CEAT Limited, an RPG Group company, posted a consolidated net loss of Rs20cr for the October-December quarter. The company had posted a net profit of Rs132.34cr for the same period a year ago.
During the December 31 ended quarter, the tyre-maker company’s revenue from operations rose to Rs2,413cr from Rs2,221.25cr recorded during the same quarter of the previous fiscal, the company said in a filing on Wednesday.
The company stock was bearish on Thursday and at around 10.00 AM, CEAT Ltd was trading at Rs1,086.20 per piece down by Rs47.25 or 4.17% from its previous closing of Rs1,133.45 per piece on the BSE.
“We are witnessing muted demand in the replacement segment due to tepid consumer sentiment, higher fuel prices and a softer uptick in India’s rural markets. The ongoing semiconductor shortages continue to impact original equipment manufacturer passenger segment sales,” CEAT Managing Director, Anant Goenka said.
“However, the silver lining is that we have gained market share in the passenger segment and seen robust growth in the off-highway tyres and international business. The two-wheeler electric vehicle business is another exciting space where we continue to be strong,” he added.
On a standalone basis, CEAT posted a net loss of Rs15cr on revenues of Rs2,406cr during Q3FY22. Its Ebitda margin stood at 5.5%, a contraction of 340 basis points versus the second quarter of the financial year.
“Our margins continue to be under pressure due to rising commodity prices, which have begun to taper down towards the end of Q3. We are taking necessary actions to cut costs and are looking at appropriate price increases going forward,” Goenka said.
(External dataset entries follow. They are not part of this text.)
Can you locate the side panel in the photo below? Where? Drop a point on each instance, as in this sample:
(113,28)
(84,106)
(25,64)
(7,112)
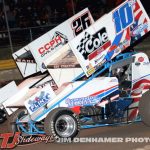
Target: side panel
(38,100)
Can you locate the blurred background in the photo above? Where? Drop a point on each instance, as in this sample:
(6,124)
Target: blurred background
(22,21)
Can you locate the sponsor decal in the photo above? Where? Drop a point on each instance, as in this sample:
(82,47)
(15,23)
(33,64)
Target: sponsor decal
(81,23)
(27,57)
(84,101)
(58,39)
(146,63)
(39,101)
(123,17)
(92,45)
(11,140)
(139,29)
(140,59)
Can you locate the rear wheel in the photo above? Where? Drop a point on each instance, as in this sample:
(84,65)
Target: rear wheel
(62,123)
(144,108)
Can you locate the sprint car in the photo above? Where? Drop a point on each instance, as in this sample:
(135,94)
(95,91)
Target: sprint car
(100,81)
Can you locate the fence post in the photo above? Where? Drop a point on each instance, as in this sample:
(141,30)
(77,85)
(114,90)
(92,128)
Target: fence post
(9,35)
(31,37)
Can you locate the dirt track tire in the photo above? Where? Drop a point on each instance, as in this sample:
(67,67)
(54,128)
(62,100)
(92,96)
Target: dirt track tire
(144,108)
(62,123)
(2,116)
(12,127)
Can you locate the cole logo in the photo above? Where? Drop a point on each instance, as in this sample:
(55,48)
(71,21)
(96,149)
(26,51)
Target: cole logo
(90,43)
(57,40)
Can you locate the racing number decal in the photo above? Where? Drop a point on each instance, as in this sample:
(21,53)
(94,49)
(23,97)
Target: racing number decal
(123,17)
(81,23)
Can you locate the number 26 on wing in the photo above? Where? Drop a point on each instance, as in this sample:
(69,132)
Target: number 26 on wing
(123,17)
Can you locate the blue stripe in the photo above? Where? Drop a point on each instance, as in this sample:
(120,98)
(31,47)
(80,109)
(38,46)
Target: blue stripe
(140,78)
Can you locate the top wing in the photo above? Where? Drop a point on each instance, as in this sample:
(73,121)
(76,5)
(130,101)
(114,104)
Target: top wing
(110,35)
CEAT CFO Kumar Subbiah said. “The weakened market scenario and rising input costs continue to put pressure on our margins, leading to an increase in our debt levels during the quarter. We have brought down our finished goods inventory levels and have already taken the necessary steps to bring down the raw material inventory in the fourth quarter, which will help balance our cash flows and keep a check on our overall debt.”